Senin, 20 Januari 2014

IKLAN POLITIK DAN KUALITAS POLITISI*






Pada Pasal 58 huruf h UU Nomor 12 Tahun 2008 Tentang Perubahan Kedua Atas Undang-Undang Nomor 32 Tahun 2004 tentang Pemerintahan Daerah menyatakan bahwa salah satu persyaratan menjadi calon kepala daerah dan wakil kepala daerah adalah Warga Negara Repuplik Indonesia yang memenuhi syarat salah satunya harus mengenal daerahnya dan dikenal oleh masyarakat di daerahnya.

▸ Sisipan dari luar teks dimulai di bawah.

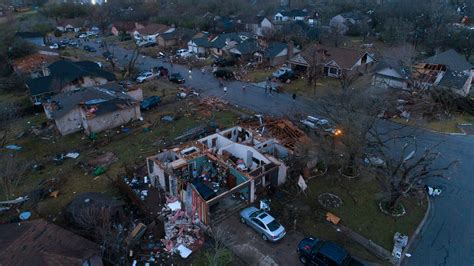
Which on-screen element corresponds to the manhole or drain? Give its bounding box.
[318,193,342,208]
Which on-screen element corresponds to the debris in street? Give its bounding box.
[88,152,118,168]
[5,144,22,151]
[166,201,181,211]
[19,211,31,221]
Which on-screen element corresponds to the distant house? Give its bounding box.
[255,42,300,66]
[188,32,211,57]
[412,49,474,97]
[273,9,308,22]
[288,45,376,78]
[372,58,410,89]
[26,60,115,104]
[43,87,141,136]
[229,39,261,61]
[133,23,170,42]
[56,18,84,32]
[157,28,196,47]
[12,52,59,78]
[15,31,46,46]
[110,21,145,36]
[0,219,103,266]
[329,11,368,34]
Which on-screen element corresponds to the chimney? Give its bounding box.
[287,41,295,60]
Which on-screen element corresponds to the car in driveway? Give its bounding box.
[140,96,161,110]
[84,45,97,52]
[240,207,286,242]
[213,68,234,80]
[169,73,186,84]
[176,49,193,57]
[296,237,363,266]
[136,71,155,83]
[272,67,293,78]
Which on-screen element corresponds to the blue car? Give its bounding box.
[140,96,161,110]
[240,207,286,242]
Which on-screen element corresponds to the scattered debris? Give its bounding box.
[392,232,408,261]
[19,211,31,221]
[176,245,193,259]
[166,200,181,211]
[66,152,79,159]
[88,152,118,168]
[5,144,22,151]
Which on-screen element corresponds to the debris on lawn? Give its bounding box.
[88,152,118,168]
[392,232,408,261]
[5,144,22,151]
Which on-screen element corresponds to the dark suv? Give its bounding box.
[297,237,363,266]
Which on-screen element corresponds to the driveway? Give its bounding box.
[62,35,474,265]
[219,215,303,265]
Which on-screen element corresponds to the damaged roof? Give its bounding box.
[50,87,135,119]
[0,219,102,265]
[26,60,115,96]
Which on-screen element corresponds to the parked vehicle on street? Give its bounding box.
[296,237,363,266]
[153,66,168,77]
[240,207,286,242]
[102,52,114,60]
[278,71,298,82]
[300,115,342,136]
[84,45,97,53]
[176,49,193,57]
[272,67,293,78]
[214,68,234,80]
[136,71,156,83]
[49,43,59,50]
[169,73,186,84]
[140,96,161,110]
[214,58,235,67]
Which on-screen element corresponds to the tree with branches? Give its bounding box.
[371,131,458,213]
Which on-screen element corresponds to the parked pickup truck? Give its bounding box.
[296,237,364,266]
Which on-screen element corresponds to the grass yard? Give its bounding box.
[393,114,474,133]
[304,172,427,251]
[0,92,239,222]
[244,68,276,83]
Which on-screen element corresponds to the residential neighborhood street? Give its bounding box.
[83,41,474,265]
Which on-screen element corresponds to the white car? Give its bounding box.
[272,67,292,78]
[176,49,193,57]
[137,71,155,83]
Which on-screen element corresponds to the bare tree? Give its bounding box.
[125,42,140,77]
[320,89,386,176]
[373,135,458,211]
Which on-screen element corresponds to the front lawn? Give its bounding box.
[304,171,427,251]
[393,114,474,133]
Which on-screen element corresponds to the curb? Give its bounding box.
[390,120,467,136]
[396,193,434,265]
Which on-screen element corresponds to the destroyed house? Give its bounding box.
[147,126,291,224]
[26,60,115,105]
[43,87,141,135]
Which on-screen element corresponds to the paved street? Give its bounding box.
[71,37,474,265]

Undang-undang 32/2004 tersebut juga telah memberikan nuansa demokrasi baru dalam pemeritahan daerah yakni pemilihan kepala daerah secara langsung oleh masyarakat.

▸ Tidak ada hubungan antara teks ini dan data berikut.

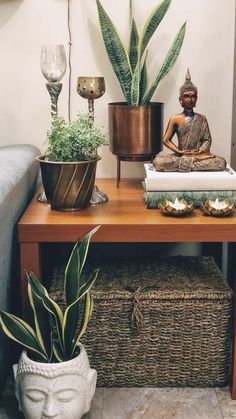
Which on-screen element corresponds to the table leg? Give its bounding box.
[116,156,120,188]
[20,242,41,319]
[228,243,236,400]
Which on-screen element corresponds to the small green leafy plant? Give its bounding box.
[0,226,100,362]
[96,0,186,106]
[46,112,106,162]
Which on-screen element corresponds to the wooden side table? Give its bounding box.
[19,179,236,399]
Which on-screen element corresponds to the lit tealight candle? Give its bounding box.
[167,198,186,210]
[209,198,228,210]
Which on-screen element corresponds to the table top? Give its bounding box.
[18,179,236,242]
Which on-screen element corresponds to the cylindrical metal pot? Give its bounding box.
[108,102,163,160]
[37,156,100,211]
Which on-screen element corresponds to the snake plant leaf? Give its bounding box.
[96,0,132,103]
[130,60,140,106]
[128,18,139,72]
[0,311,47,362]
[62,298,81,359]
[62,269,99,357]
[72,292,93,353]
[28,278,52,362]
[29,272,63,352]
[141,22,186,105]
[139,50,148,102]
[78,225,101,273]
[53,339,65,362]
[64,242,81,306]
[139,0,172,58]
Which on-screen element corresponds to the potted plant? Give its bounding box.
[0,226,100,419]
[38,112,106,211]
[96,0,186,183]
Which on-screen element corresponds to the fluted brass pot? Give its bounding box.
[108,102,163,160]
[38,156,100,211]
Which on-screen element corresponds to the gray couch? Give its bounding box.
[0,144,40,392]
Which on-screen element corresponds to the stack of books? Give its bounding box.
[143,163,236,208]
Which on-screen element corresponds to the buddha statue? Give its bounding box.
[13,345,97,419]
[153,70,226,172]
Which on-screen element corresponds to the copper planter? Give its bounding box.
[108,102,163,161]
[37,156,100,211]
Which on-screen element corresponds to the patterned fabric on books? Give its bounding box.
[144,163,236,192]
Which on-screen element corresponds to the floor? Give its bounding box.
[0,378,236,419]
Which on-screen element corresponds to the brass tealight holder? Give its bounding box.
[200,198,235,217]
[158,198,193,217]
[77,76,106,121]
[77,76,108,204]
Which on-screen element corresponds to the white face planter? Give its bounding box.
[14,345,97,419]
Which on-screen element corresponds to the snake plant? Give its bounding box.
[0,226,100,362]
[96,0,186,106]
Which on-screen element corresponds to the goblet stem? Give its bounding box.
[46,83,62,116]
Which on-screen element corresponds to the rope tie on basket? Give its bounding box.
[131,287,144,330]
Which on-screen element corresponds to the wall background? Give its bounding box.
[0,0,235,177]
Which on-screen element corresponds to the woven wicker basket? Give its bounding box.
[49,256,232,386]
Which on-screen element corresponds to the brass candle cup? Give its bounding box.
[158,198,193,217]
[200,198,235,217]
[77,76,106,99]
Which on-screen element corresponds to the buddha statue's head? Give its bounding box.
[15,347,97,419]
[179,69,197,109]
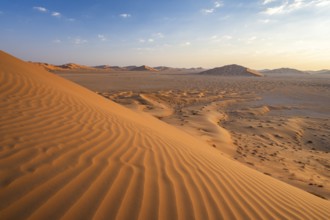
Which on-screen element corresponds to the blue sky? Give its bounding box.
[0,0,330,69]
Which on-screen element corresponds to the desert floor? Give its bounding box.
[56,71,330,199]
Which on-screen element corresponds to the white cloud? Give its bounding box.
[52,39,62,44]
[97,34,107,41]
[33,6,48,12]
[52,11,61,18]
[182,41,191,46]
[73,37,88,45]
[315,0,330,7]
[259,19,271,24]
[262,0,276,5]
[202,8,214,15]
[264,3,287,15]
[263,0,330,15]
[119,13,131,18]
[153,32,165,38]
[201,1,224,15]
[214,2,223,8]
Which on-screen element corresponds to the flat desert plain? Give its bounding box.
[60,71,330,199]
[0,51,330,219]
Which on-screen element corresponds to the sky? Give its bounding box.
[0,0,330,70]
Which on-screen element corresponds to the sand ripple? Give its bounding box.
[0,52,330,219]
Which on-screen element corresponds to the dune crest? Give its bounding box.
[0,51,330,219]
[200,64,263,76]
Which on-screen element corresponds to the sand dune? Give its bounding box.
[200,64,263,76]
[0,52,330,219]
[131,65,159,72]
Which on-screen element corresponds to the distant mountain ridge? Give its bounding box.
[199,64,263,77]
[31,62,330,76]
[260,68,309,74]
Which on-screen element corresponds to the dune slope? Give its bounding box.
[0,52,330,219]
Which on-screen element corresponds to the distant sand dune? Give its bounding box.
[0,52,330,219]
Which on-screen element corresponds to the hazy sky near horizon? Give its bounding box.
[0,0,330,69]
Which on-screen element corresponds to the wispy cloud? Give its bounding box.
[33,6,48,13]
[181,41,191,47]
[33,6,75,22]
[201,1,224,15]
[119,13,132,18]
[97,34,107,41]
[153,32,165,38]
[214,1,223,8]
[73,37,88,45]
[52,11,62,18]
[263,0,330,15]
[139,32,165,43]
[52,39,62,44]
[262,0,276,5]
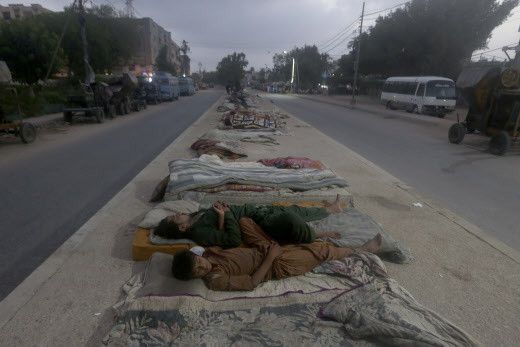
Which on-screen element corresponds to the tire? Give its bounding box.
[63,112,72,123]
[20,123,36,143]
[489,131,511,156]
[94,108,105,123]
[106,105,116,119]
[448,123,466,145]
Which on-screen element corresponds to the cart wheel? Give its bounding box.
[20,123,36,143]
[386,101,396,110]
[94,108,105,123]
[448,123,466,145]
[106,105,116,119]
[489,131,511,155]
[63,112,72,123]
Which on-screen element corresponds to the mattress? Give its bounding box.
[132,228,195,261]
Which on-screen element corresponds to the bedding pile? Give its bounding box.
[191,139,247,160]
[166,155,347,200]
[258,157,326,170]
[103,252,478,346]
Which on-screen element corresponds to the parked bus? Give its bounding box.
[154,72,180,101]
[381,76,457,118]
[179,77,195,96]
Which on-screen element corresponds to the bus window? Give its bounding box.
[426,81,457,99]
[417,83,425,96]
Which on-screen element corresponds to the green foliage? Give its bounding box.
[271,45,330,89]
[155,45,179,76]
[0,5,138,83]
[217,52,249,85]
[0,81,72,117]
[0,20,62,84]
[202,71,217,84]
[338,0,519,79]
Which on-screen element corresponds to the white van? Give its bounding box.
[381,76,457,118]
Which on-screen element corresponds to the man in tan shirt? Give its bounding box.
[172,218,382,291]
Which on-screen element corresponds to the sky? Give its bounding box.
[39,0,520,71]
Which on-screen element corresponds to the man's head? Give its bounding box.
[172,250,212,281]
[155,213,191,239]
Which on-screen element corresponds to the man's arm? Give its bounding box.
[251,243,282,287]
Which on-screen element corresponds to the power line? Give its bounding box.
[471,42,517,58]
[318,18,359,49]
[324,33,355,53]
[365,1,411,17]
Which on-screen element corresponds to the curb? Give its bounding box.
[0,96,224,329]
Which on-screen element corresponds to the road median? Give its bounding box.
[0,92,520,346]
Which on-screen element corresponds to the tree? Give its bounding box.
[0,20,63,84]
[155,45,178,76]
[35,5,138,76]
[340,0,519,78]
[217,52,249,85]
[272,45,330,89]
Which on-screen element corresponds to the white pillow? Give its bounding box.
[139,200,200,229]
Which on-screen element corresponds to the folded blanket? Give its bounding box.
[191,139,247,159]
[166,155,347,194]
[200,129,282,145]
[318,257,479,347]
[196,183,276,193]
[258,157,325,170]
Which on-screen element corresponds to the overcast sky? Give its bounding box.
[41,0,520,71]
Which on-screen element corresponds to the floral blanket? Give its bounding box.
[103,252,476,346]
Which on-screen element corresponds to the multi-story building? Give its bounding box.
[129,18,182,74]
[181,54,191,76]
[0,4,51,21]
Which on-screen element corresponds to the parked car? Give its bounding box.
[179,77,195,96]
[153,72,180,101]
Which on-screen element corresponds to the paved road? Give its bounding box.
[0,91,222,300]
[270,95,520,249]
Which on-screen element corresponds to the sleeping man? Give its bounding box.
[172,218,382,291]
[154,195,350,248]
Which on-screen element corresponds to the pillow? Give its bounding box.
[150,175,170,202]
[139,200,200,229]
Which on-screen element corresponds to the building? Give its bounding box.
[128,18,182,74]
[0,4,51,21]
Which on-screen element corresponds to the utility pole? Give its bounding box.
[125,0,134,18]
[351,2,365,105]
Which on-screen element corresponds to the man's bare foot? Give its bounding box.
[325,194,343,213]
[360,234,383,254]
[316,231,341,239]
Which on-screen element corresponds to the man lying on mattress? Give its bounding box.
[172,218,382,291]
[154,195,350,248]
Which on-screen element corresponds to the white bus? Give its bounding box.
[381,76,457,118]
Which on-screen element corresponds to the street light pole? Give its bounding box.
[351,2,365,105]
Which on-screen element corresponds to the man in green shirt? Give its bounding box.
[155,196,341,248]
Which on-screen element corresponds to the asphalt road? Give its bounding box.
[270,95,520,249]
[0,90,222,300]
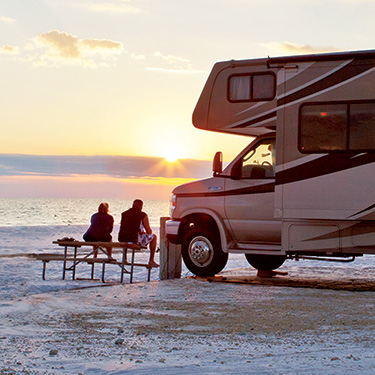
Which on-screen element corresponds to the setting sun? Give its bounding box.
[164,149,178,163]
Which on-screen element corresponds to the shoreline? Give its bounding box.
[0,278,375,375]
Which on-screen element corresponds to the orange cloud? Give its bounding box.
[0,176,195,200]
[29,30,123,67]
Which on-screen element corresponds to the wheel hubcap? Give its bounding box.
[189,236,213,267]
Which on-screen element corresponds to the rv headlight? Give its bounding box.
[169,194,177,218]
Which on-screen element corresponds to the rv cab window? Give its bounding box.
[241,139,275,179]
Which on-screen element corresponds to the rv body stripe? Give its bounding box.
[276,153,375,185]
[176,182,275,198]
[277,60,352,101]
[349,204,375,217]
[231,111,276,129]
[226,60,375,129]
[277,60,375,106]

Melalui sistem pemilihan langsung, strategi pendekatan politik yang dilakukanpun lebih diarahkan kepada pengenalan diri kepada masyarakat. Semakin dikenal masyarakat semakin baik. Faktor popularitas semakin menentukan perolehan jumlah suara pemilih. Tak urung hal ini membuat para calon kepala daerah memainkan perannya untuk mengejar popularitas dan memanfaatkan media iklan demi mempromosikan diri. Sedangkan bagi calon kepala daerah yang berlatar belakang artis dapat bernafas lega karena telah lebih dulu berada di atas angin dalam hal popularitas.
Saat ini saja,  untuk menyiapkan diri mengikuti ajang Pemilu Kepala daerah sejumlah calon kepala daerah telah mensosialisaikan diri melalui televisi. Sebut saja calon gubernur/wakil gubernur Jawa Tengah, Jawa Timur dan Sumatera Selatan. Berbagai janji dan program terobosan demi kemajuan daerah mereka tampilkan secara menarik dan simpatik melalui iklan-iklan politik. 
Demikian pula di tingkat nasional, untuk menghadapi Pemilihan Umum Presiden/Wakil Presiden RI 2009, juga sering tampil Mantan Pangab Wiranto dengan pesannya mengenai pengentasan kemiskinan dan kritikan terhadap janji presiden Susilo Bambang Yudoyono untuk tidak menaikan BBM.
Mantan Pangkostrad yang saat ini juga menjabat sebagai Ketua Umum Himpunan Kerukunan Tani Indonesia (HKTI)  Prabowo Subianto juga tidak ketinggalan, iklan yang ditampilkan juga sangat menyentuh akar rumput yakni pengusaha tani dan masalah ketahanan pangan. Lalu ada pula Sutrisno Bachir dengan pesan motivasi ’hidup adalah perbuatan’, yang mengajak rakyat untuk bekerja keras dan berusaha nyata demi kejayaan Indonesia.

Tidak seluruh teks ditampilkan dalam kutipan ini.